Deconstructing DiT: Part 1 — Diffusion Transformers and adaLN-Zero

Overview

For five years 'diffusion model' meant a U-Net. Peebles & Xie (2023) replaced it with a Vision Transformer. By 2024 every major production diffusion model — SD3, Sora, PixArt-α — moved to DiT.

The U-Net-to-Transformer Transition

DDPM (2020), GLIDE, Latent Diffusion, Stable Diffusion 1/2, Imagen — all use a convolutional U-Net with cross-attention for text conditioning. DiT replaces the U-Net entirely with a Vision Transformer that processes the image as a sequence of patches, conditioning everything via adaLN-Zero.

The Architecture

Each DiT block applies:

\mathbf{h} = \text{LayerNorm}(\mathbf{x}) \cdot (1 + \gamma_a) + \beta_a, \quad \mathbf{x} \leftarrow \mathbf{x} + \alpha_a \cdot \text{SelfAttention}(\mathbf{h}),

\mathbf{h} = \text{LayerNorm}(\mathbf{x}) \cdot (1 + \gamma_m) + \beta_m, \quad \mathbf{x} \leftarrow \mathbf{x} + \alpha_m \cdot \text{MLP}(\mathbf{h}).

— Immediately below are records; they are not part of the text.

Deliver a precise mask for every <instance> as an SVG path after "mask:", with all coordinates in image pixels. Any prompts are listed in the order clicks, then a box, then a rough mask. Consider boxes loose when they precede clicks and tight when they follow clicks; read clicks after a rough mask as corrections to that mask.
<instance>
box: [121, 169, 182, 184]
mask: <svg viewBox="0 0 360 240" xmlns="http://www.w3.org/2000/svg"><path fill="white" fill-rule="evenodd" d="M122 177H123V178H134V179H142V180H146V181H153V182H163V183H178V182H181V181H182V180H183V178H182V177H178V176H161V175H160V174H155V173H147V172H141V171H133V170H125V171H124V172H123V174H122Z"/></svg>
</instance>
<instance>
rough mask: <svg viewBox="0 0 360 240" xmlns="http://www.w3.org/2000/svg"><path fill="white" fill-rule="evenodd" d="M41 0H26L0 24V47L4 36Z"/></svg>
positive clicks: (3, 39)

The six modulation parameters $(\gamma_a, \beta_a, \alpha_a, \gamma_m, \beta_m, \alpha_m)$ are produced by a small MLP from the conditioning vector $\mathbf{c} = \text{embed}(t) + \text{embed}(y)$. LayerNorm has its own affine disabled — scale and shift are entirely data-dependent.

Why adaLN-Zero?

adaLN: LayerNorm's scale and shift come from the conditioning vector, not learned per-layer. Gating: a learnable $\alpha$ on each residual. Zero init: the modulation MLP is initialised to zero, so every block starts as identity. The model gradually un-zeros it as it figures out what each block should do. This is empirically essential for stable early training.

Why Not Cross-Attention?

Cross-attention adds parameters and computation at every layer. adaLN-Zero only needs a small MLP per block. For sequence-independent conditioning (a single time + class vector) modulation is sufficient. Production text-conditional DiT models (SD3, Sora) add a small text cross-attention back for the text branch, but use adaLN-Zero for everything else.

Inductive Bias as a Resource

U-Nets bake in three priors: locality, translation equivariance, multi-scale processing. These are correct for natural images and let a U-Net learn good image structure from very little data.

DiT has none of these. It must learn them from data. With small datasets this is a disadvantage. With large datasets it is an advantage — the model is free to learn whatever bias the data actually wants, including ones a U-Net could not represent. The crossover is empirical: somewhere around several million images at modern resolutions.